Brought to you by:

Genworth prepares for defaults with hefty writedown

Mortgage insurer Genworth lifted its gross written premium by almost a third in the first quarter but is now readying for home loan defaults with a $181.8 million writedown.

The ASX-listed company is bracing for higher claims as property sales stall and unemployment rises due to the impact of COVID-19 on the economy. The large writedown was based on a “central estimate” of a peak unemployment rate of 8.2% and property prices falling 5.4% this year

Genworth’s core Lenders Mortgage Insurance (LMI) business has enjoyed volume growth and improved claims experience in the first three months of the year, with gross premium revenue up 32% from a year earlier to $114 million.

“The outlook for future LMI claims has materially changed, with claims expected to increase towards the end of 2020,” CEO Pauline Blight-Johnston said.

Ms Blight-Johnston stepped into the role just 10 days before COVID-19 was declared a pandemic by the World Health Organisation on March 12.

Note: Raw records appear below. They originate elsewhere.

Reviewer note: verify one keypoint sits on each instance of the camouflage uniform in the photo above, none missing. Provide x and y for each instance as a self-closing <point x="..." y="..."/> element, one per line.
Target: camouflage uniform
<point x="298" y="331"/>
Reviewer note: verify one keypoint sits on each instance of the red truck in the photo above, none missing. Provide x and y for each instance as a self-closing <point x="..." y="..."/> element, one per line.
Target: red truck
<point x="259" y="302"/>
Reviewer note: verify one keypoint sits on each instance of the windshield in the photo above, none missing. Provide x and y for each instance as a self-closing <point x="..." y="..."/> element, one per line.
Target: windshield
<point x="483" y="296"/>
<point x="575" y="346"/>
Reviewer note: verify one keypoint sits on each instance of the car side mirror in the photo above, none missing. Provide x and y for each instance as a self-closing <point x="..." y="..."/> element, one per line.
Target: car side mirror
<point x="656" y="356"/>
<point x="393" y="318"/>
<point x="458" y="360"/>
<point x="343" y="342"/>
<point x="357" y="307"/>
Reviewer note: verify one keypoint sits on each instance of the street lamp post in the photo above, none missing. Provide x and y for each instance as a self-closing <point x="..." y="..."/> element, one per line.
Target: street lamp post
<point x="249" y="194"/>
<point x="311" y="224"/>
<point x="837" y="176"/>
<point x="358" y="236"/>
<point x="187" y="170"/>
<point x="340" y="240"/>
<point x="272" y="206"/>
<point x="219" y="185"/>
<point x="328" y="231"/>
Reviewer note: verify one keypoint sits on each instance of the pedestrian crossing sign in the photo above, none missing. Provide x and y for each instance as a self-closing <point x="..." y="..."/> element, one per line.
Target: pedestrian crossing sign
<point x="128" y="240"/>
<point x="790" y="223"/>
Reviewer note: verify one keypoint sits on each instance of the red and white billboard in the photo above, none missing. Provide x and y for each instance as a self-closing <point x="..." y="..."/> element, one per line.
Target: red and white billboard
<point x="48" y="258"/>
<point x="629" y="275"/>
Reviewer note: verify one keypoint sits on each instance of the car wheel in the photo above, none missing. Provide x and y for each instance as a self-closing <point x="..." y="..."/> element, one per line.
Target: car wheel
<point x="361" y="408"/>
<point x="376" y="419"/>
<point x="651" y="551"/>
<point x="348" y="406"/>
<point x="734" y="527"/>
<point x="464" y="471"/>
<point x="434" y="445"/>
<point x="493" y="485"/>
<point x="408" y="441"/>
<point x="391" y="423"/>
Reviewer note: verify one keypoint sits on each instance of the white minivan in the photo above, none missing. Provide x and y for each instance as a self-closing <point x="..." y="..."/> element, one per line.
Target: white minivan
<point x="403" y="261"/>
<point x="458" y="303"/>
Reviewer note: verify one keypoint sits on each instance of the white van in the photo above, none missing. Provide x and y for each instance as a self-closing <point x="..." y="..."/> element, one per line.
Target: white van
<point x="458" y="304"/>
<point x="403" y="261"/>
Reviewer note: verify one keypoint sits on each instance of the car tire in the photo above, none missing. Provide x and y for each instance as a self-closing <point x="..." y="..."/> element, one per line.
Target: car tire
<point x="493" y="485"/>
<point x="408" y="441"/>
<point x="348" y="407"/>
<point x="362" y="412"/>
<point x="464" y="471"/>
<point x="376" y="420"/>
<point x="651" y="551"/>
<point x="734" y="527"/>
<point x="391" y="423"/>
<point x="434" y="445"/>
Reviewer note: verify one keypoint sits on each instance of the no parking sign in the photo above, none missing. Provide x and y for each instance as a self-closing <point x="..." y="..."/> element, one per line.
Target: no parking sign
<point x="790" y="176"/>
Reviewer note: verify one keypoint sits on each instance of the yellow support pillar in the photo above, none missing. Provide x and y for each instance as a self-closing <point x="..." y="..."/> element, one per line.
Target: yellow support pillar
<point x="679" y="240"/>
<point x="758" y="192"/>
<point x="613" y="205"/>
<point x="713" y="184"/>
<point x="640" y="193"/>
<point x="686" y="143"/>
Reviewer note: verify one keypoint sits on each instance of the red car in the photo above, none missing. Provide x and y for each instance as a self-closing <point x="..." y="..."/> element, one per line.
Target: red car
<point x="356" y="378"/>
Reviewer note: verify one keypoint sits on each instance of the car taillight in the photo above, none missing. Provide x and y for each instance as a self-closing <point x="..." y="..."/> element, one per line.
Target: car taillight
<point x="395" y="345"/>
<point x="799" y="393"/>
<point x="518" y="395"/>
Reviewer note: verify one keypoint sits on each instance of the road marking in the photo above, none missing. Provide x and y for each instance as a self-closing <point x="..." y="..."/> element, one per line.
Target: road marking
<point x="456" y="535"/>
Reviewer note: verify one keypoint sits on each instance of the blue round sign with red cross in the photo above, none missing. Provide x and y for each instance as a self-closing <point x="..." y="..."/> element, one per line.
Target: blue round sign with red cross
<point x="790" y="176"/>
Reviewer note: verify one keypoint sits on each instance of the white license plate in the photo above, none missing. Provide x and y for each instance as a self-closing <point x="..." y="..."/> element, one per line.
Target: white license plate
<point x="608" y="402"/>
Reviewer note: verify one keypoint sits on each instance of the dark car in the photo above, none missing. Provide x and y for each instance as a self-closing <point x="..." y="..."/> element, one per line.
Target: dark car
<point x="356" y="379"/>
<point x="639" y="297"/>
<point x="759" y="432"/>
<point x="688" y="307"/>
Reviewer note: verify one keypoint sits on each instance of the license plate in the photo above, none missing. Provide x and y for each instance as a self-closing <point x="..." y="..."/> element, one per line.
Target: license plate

“These certainly are unusual times,” she said. “This was not the start I had anticipated when joining Genworth.”

Genworth reported a first-quarter statutory loss of $125.6 million, after a $47.8 million profit in the same period last year. The company says predicting future claims is very difficult and it will depend on the length of the downturn and the role of banks' repayment deferrals.

Newer policies have benefitted from higher pricing and tighter underwriting standards and so are expected to remain profitable, Genworth says.

Ms Blight-Johnston says the extent of the increase in claims is difficult to predict and will depend on the length and depth of the economic downturn in Australia, as well as the influence of government stimulus and lender initiatives.

“The level of increased claims we experience will largely be determined by the pace of the ensuing economic recovery following the repayment holidays,” she said. “We are closely watching economic indicators and ensuring we have the necessary financial and capital flexibility to navigate through this period.”

Genworth’s first-quarter loss ratio was 47.1 %, benefiting from favourable ageing of delinquencies due to rising house prices.

The company has $800 million of excess of loss reinsurance cover with a well-diversified panel of over 20 reinsurers with a minimum rating of ‘A-’.

Genworth’s portfolio contains 1.3 million policies with more than $300 billion of underwritten residential mortgages. Last year it issued more than 66,000 insurance policies on home loans valued at $26.7 billion.